Billionaire Tom Kaplan recently auctioned a rare Rembrandt drawing of a lion for nearly $18 million at Sotheby’s in New York. He plans to donate the proceeds to Panthera, an organization dedicated to conserving big cats like lions and jaguars. On the surface, this looks like a generous act. Kaplan, who has amassed the largest private collection of Rembrandt works, is using his wealth to support environmental causes, especially at a time when funding for such initiatives is lacking.
However, my discussions with him revealed a more complex picture. Kaplan built his fortune in the mining sector, leading companies that extract precious metals. Despite his philanthropic efforts, the nature of his industry poses significant environmental risks. Mining is known for its destructive impact on wildlife habitats, including those of the very animals Kaplan seeks to protect.
During our conversation, I asked if he views his philanthropic activities as a way to counterbalance the environmental damage caused by his business. He seemed taken aback. “People don’t often ask me these questions,” he said. He emphasized that mining’s impact is minimal when compared to agriculture or climate change. He was adamant that in any given choice, he prioritizes Panthera.
Researchers paint a different picture. Mining can devastate habitats, leak harmful chemicals, and worsen issues like deforestation. It’s ironic that Kaplan’s organization identifies mining as a threat to several cat species. The United Nations has reported that, for every dollar spent on conservation, over $30 is still funneled into industries that contribute to environmental destruction.
Kaplan isn’t alone among wealthy philanthropists. Jeff Bezos pledges billions for climate initiatives, yet Amazon’s operations generate significant pollution. Similarly, the shipping giant MSC supports coral reef restoration while its activities contribute to the ongoing damage to marine ecosystems.
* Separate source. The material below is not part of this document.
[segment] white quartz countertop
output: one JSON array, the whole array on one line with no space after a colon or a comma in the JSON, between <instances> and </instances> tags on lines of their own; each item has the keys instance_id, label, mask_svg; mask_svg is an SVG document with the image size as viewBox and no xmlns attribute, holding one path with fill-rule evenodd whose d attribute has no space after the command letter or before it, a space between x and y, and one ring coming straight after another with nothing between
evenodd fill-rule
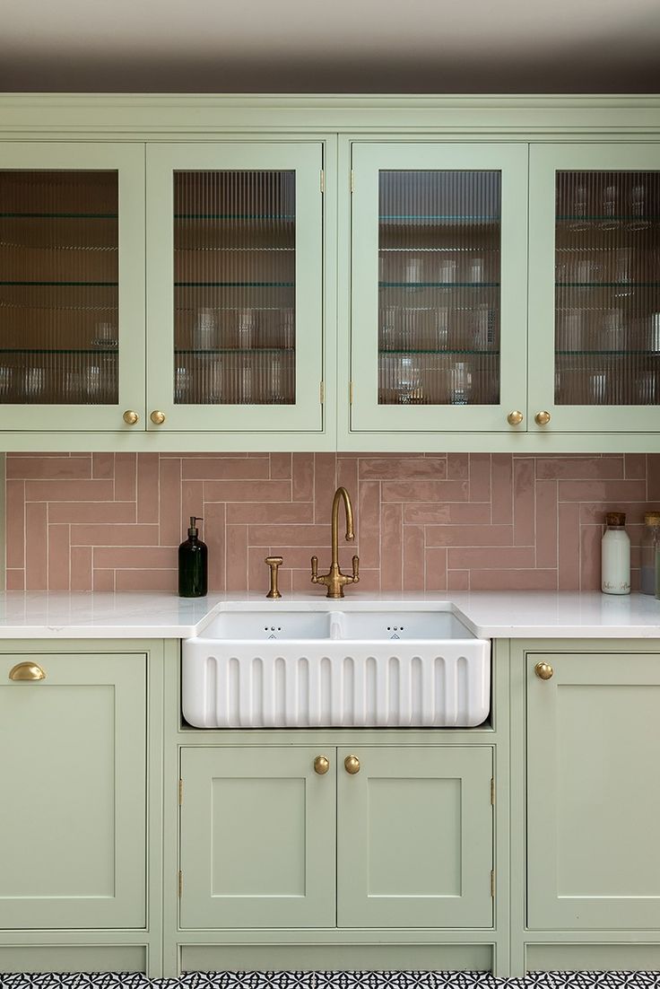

This raises the question: Can those who profit from activities harming the environment effectively contribute to its protection?
Financial expert Stephen Prince argues that many affluent individuals live in a “protection bubble,” distancing themselves from these contradictions. Similarly, Glen Galaich, director of the Stupski Foundation, notes that the wealthy often fail to acknowledge the origins of their money, which can obscure the bigger picture.
This pattern isn’t new but is gaining attention. Numerous foundations are reassessing their investments in sectors harmful to the environment, driven by events like the Black Lives Matter protests in 2020. They are beginning to confront the implications of the wealth they manage.
California gubernatorial hopeful Tom Steyer publicly shifted from investing in fossil fuels to funding climate solutions, demonstrating a growing awareness among some wealthy individuals. Others, like Nicky Oppenheimer, have sold off interests in harmful industries in favor of wildlife advocacy.
Organizations focused on climate justice emphasize that tackling environmental issues requires action on structural levels. Merely donating funds isn’t enough. The real change involves transforming industries to mitigate harm and redirecting resources toward sustainable practices—think shifting from mining coal to renewable energy.
Kaplan’s case is a reminder that personal philanthropy can’t easily offset the larger environmental issues tied to wealth generation. For a true impact, acknowledging and addressing these contradictions within the philanthropy space is crucial. Otherwise, as climate advocates suggest, we risk merely mopping up the mess without addressing the source.